How Obamacare
Would Dramatically Penalize Marriage
One bizarre feature of the Senate-passed health care bill is its pervasive bias against marriage. Under the bill, couples would face massive financial penalties if they marry or remain married. Conversely, couples who cohabit without marriage are given highly preferential financial treatment. If the Senate bill becomes law, saying “I do” would cost some couples over $10,000 per year.
Most people feel that marriage is a healthful institution that society should encourage and strengthen. Inexplicably, the Senate health care bill takes the opposite approach. At nearly all age and income levels, the bill profoundly discriminates against married couples, providing far less support to a husband and wife than to a cohabiting couple with the same income. If the bill is enacted, married couples across America will be taxed to provide discriminatory benefits to couples who cohabit, divorce, or never marry.
Analyzing Anti-Marriage Discrimination in the Senate Health Care Bill
The Senate bill is designed to provide health care benefits that are substantially more generous for lower-income persons. The bill’s anti-marriage penalties occur because of the income counting and benefit structure rules of the bill. If a two-earner couple is married, the bill counts their income jointly; since the joint income will be higher, a married couple’s health care subsidies would be lower.

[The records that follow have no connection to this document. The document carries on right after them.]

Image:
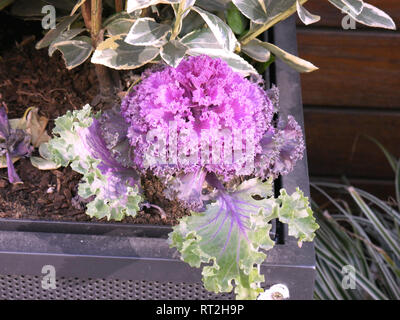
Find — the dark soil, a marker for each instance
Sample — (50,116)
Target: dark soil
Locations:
(29,78)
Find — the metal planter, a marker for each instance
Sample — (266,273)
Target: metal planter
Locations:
(121,261)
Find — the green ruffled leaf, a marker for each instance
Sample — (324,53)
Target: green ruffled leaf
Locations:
(147,32)
(67,148)
(256,51)
(54,33)
(295,211)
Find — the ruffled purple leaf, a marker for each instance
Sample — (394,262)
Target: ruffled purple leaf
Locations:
(14,143)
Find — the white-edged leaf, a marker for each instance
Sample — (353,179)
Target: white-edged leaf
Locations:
(186,9)
(202,38)
(256,51)
(370,15)
(253,9)
(354,5)
(76,51)
(119,26)
(52,34)
(173,52)
(147,32)
(117,54)
(221,30)
(44,164)
(291,60)
(236,62)
(305,16)
(66,35)
(44,151)
(133,5)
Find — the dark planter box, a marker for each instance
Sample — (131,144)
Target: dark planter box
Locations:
(121,261)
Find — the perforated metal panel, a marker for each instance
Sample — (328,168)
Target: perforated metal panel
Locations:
(29,288)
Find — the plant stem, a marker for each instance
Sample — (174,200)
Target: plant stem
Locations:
(119,6)
(282,16)
(96,10)
(86,13)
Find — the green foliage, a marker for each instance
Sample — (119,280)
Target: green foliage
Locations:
(231,233)
(362,232)
(67,148)
(158,29)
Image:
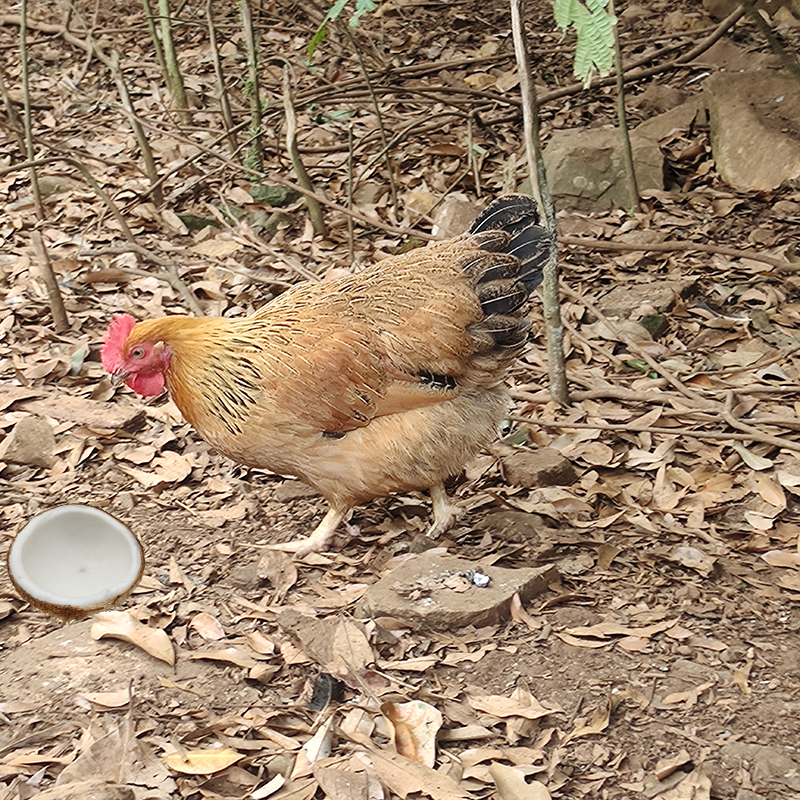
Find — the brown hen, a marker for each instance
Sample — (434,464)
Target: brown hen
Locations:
(383,381)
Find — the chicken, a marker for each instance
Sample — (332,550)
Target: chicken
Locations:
(387,380)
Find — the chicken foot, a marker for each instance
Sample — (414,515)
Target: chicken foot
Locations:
(445,513)
(319,538)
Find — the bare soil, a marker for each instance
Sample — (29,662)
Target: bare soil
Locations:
(667,654)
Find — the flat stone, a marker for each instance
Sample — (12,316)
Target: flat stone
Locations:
(428,590)
(586,172)
(543,467)
(755,134)
(30,442)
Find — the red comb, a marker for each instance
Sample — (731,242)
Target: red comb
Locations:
(116,336)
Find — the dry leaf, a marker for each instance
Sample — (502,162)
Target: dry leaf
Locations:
(601,716)
(230,655)
(121,625)
(268,788)
(351,650)
(751,459)
(116,699)
(413,727)
(207,626)
(260,643)
(342,784)
(201,762)
(690,697)
(511,784)
(499,706)
(406,777)
(782,558)
(693,558)
(279,569)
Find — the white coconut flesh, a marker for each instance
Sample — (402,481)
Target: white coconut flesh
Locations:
(75,556)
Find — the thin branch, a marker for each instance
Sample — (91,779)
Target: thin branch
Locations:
(303,178)
(538,179)
(26,95)
(57,310)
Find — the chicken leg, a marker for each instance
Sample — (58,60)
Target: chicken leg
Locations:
(319,538)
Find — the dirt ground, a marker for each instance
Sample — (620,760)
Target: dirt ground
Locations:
(665,659)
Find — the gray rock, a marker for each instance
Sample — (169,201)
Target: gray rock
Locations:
(293,490)
(428,590)
(543,467)
(88,790)
(454,216)
(30,442)
(635,300)
(657,98)
(678,118)
(767,765)
(754,133)
(586,172)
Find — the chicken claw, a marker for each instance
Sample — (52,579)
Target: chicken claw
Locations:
(320,537)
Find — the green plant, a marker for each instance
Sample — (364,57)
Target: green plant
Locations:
(594,28)
(362,7)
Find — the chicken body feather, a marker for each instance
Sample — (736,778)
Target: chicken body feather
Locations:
(386,380)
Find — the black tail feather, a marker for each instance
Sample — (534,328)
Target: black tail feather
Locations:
(526,239)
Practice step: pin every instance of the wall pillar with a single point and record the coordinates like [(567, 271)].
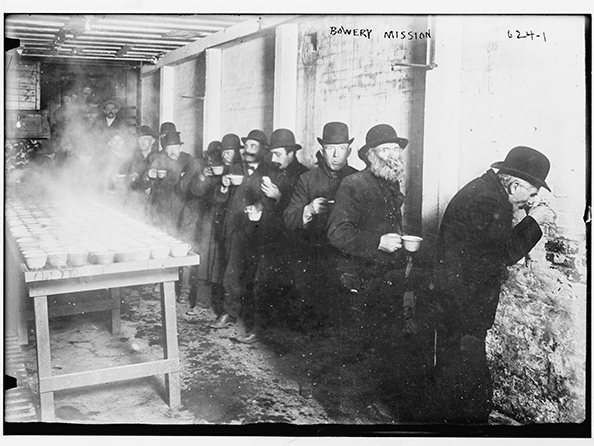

By contrast, if a couple cohabits rather than marrying, the bill counts each partner’s income separately. Separate counting means that, all else being equal, cohabiters would be treated as having lower incomes and therefore receive disproportionately greater government benefits. The bottom line: under the bill, a cohabiting couple would receive substantially higher health care subsidies than a married couple even when the total incomes of both couples are identical.